Yes, I am a white male. What topics can I write about?
History written by a white male will likely be different than that written by an Indigenous Native, or a woman, or an African American, or Hispanic, or Asian. The history I was taught in the 60s was quite different than the history I taught to my Alaskan Native students just a few years ago. But not because all the new history texts were written by these underrepresented peoples. In fact, most were not. Many were still written by white males (or females) who tried to see through a different perspective, based on knowledge and experience, and especially a recognition of the error of previous assumptions. Through my experience living and teaching in Native villages for ten years, I was able to empathize with my students and their parents and the elders.
Perspectives change with new experiences
Within the first month of my teaching in Alaska, two of my high school students charged two boys with rape. I could not see that act from the girls' perspective, but after twelve years of knowing many girls who were raped or otherwise abused, I gained some knowledge.
My eldest daughter died after years of drug and alcohol abuse. I will never fully know what her life was like living in a male-dominated, sexist world, but I certainly gained some knowledge of her life and experiences while she lived and the impact her life had on many, including her children. And since then I have known many, many kids and adults who suffered from drug and alcohol abuse or were affected by mothers who used during pregnancy.
I try to write about the life I know and have experienced. To categorize all white males as competent to portray only the stereotyped world of a white male is just as bigoted a perspective as to claim that an Alaskan Native can write only about Native issues, or women can write only about female issues.
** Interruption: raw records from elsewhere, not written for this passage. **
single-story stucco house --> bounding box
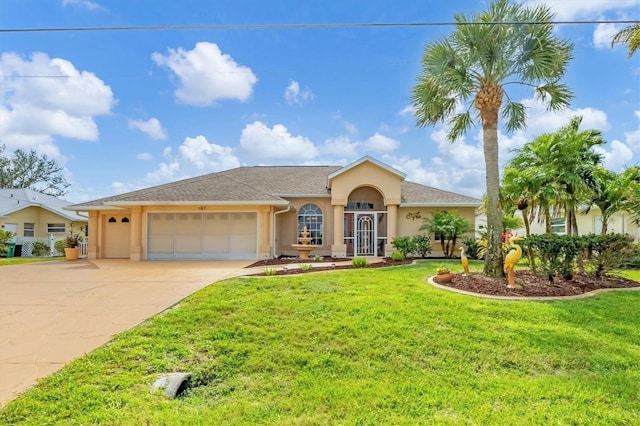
[0,188,88,256]
[67,156,481,260]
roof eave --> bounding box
[400,202,482,207]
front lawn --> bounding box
[0,261,640,425]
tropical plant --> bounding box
[420,211,472,258]
[351,257,369,268]
[611,23,640,57]
[0,229,15,256]
[391,251,405,262]
[0,145,69,197]
[412,0,573,277]
[411,234,431,257]
[31,241,49,257]
[391,236,416,257]
[584,166,640,235]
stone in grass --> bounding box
[151,373,193,399]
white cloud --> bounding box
[129,117,167,139]
[62,0,101,10]
[151,42,258,106]
[593,24,622,49]
[321,136,360,158]
[0,52,116,155]
[524,0,640,21]
[240,121,318,162]
[362,132,400,152]
[398,105,416,117]
[284,80,314,105]
[179,135,240,173]
[594,140,633,172]
[136,152,153,161]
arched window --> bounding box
[298,204,323,246]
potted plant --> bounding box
[433,266,453,283]
[64,228,83,260]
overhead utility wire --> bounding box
[0,20,640,33]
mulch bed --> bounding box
[438,270,640,297]
[247,257,413,277]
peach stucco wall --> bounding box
[0,206,86,238]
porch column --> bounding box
[384,204,398,256]
[87,210,101,260]
[129,207,142,261]
[331,204,347,257]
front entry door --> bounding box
[356,213,376,256]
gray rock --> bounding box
[151,373,193,399]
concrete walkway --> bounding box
[0,260,251,407]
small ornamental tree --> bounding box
[420,211,473,257]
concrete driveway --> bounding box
[0,260,251,407]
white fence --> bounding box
[16,234,89,258]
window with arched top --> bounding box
[298,204,323,246]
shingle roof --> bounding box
[0,188,87,222]
[72,166,480,210]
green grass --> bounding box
[0,261,640,425]
[0,256,64,266]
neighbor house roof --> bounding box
[69,162,481,211]
[0,188,87,222]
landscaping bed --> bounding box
[432,270,640,297]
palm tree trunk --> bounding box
[522,207,536,274]
[475,84,504,278]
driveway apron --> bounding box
[0,260,251,407]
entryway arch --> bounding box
[344,186,388,256]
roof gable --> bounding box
[327,155,407,187]
[0,188,87,222]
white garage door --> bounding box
[147,212,258,260]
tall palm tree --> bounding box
[412,0,573,277]
[611,24,640,57]
[547,116,606,235]
[585,166,640,235]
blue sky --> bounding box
[0,0,640,202]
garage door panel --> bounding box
[147,212,258,260]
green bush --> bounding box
[522,234,585,281]
[31,241,49,257]
[53,239,67,254]
[462,238,480,259]
[351,257,369,268]
[581,234,638,278]
[264,268,278,276]
[411,234,431,257]
[391,251,404,262]
[391,236,415,257]
[0,229,15,256]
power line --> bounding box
[0,20,640,33]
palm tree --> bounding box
[611,23,640,57]
[547,116,606,235]
[412,0,573,277]
[585,166,640,235]
[420,211,473,257]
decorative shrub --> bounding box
[411,234,431,257]
[522,234,585,281]
[391,236,415,257]
[581,234,638,278]
[436,266,451,275]
[391,251,404,262]
[462,238,480,259]
[31,241,49,257]
[53,240,67,255]
[300,263,313,272]
[351,257,369,268]
[0,229,15,256]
I cannot become a Native female before I write about one or a white teenage girl living in this overwhelmingly sexist world, but I can use my experience, my desire to know and empathize with my characters' lives, and my creative abilities to tell a story as realistically as possible. The stories I tell in The War Blog and in my upcoming book No Fences in Alaska are based on many personal experiences. To discount those stories merely because of my color and gender is not fair to the many kids and adults whose stories I have tried to tell.
Readers are certainly free to have opinions about the quality of the telling, but I hope they will not dismiss the stories because of the author's name and photograph.